The U.S. landed the first punch in what is now a heavyweight title bout with China over trade tariffs. President Trump unleashed $50 billion of tariffs on Chinese goods to begin round one, and finished with accusations of the Chinese theft of intellectual property from U.S. companies. The Chinese government counterpunched by striking the U.S. with tariffs on about $3 billion worth of U.S. imports, hitting 128 products ranging from pork, meat and fruit to steel pipes.
Chaos theory and the concept of unintended consequences has many, including Wall Street, wondering if a fluttering butterfly in China could affect how we sell apples to China and the rest of the world. A bit obtuse perhaps, but the trade tariffs between these two giant economies could have enormous impacts on individual companies and industries, affecting GDP as a whole.
Trump campaigned on accusations that the Chinese government was guilty of unfair trade practices, which ostensibly puts U.S. companies at a disadvantage. Many international leaders have agreed that China unfairly subsidizes its businesses, and has at times devalued its currency to boost exports. Trump also mentioned this countless times on the campaign trail.
Let’s look at the numbers. China exported $505 billion in goods to the U.S., and U.S. companies exported $135 billion in goods to China in 2017, leaving a $370 billion trade deficit, which Trump says has a deleterious effect
on our domestic economy.
So how did we escalate to this point? One must look back to the Great Depression to understand the havoc that was wreaked upon the nation and the world through protectionist trade barriers. The industrialized world devoted tremendous effort post-war to avoid this happening again. Fast forward to today. The Trump vision is clear. Attempt to safeguard America’s national interests, protect home industry and cut trade deficit with China. Critics see it another way. Those opposed imply that these policies only risk making America economically impaired, rather than “great again.”

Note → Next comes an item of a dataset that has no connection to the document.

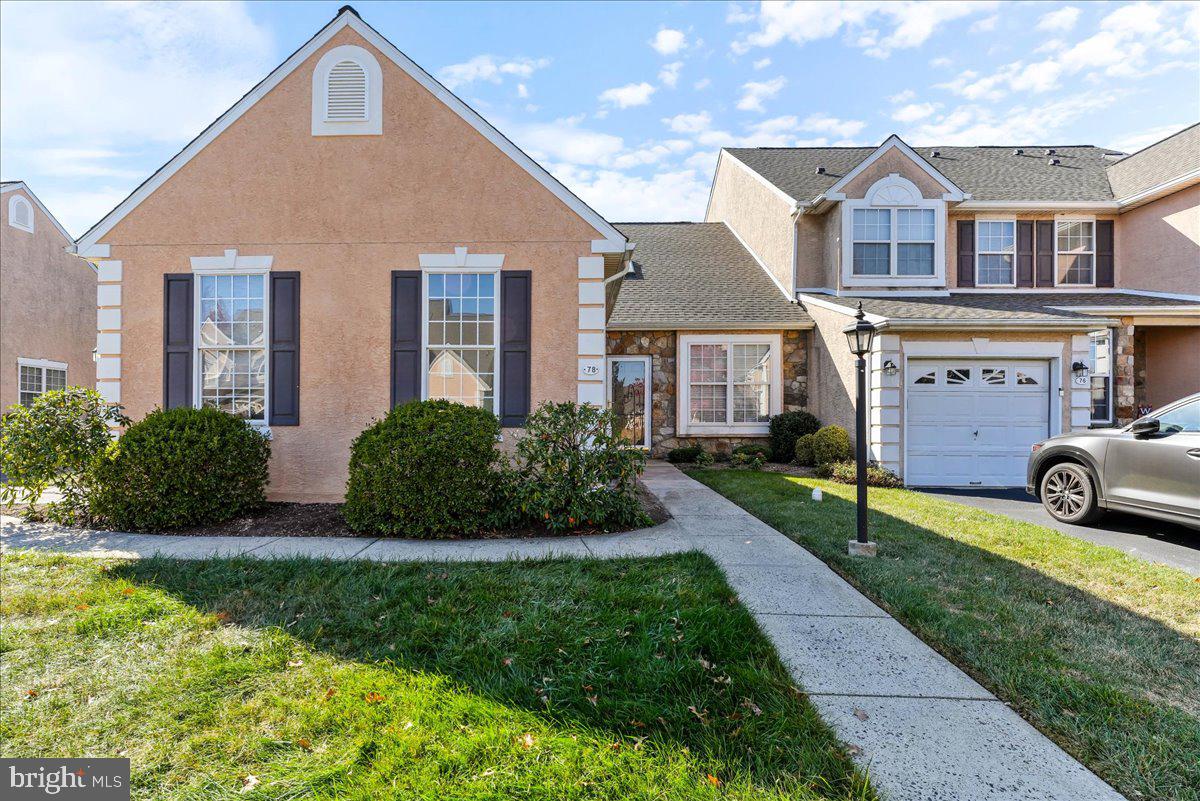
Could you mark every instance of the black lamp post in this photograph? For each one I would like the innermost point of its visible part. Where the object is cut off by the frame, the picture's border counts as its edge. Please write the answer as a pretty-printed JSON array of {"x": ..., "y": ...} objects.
[{"x": 859, "y": 336}]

You need to look no further than Walmart to understand the impact of trade with China on the individual American. Ordinary American consumers have more choices for good quality products at better prices thanks to imports from China, exclaim opponents to Chinese tariffs. These imports include final products that China has comparative advantages in making, and also intermediate Chinese goods that U.S. industries use to produce more competitive products and provide better community services in healthcare, education and emergency response.
How will this all play out? So far, neither of the heavyweight contenders is backing down going in to round number two. China’s shadow boxing approach is to show it’s willing to stand up to the United States but without going as far as landing a knockout punch that could seriously disrupt the global trading system. As such, Trump will enter round two of the battle trying to find diplomatic footing as his surrounding advisors are reshuffled. With the president’s top trade advisers flying hawkish and aggressive, it may be likely that the referee may have to stop the fight before round three. And as with Ali-Frasier, we know that once it begins, another fight or two are probably just down the road.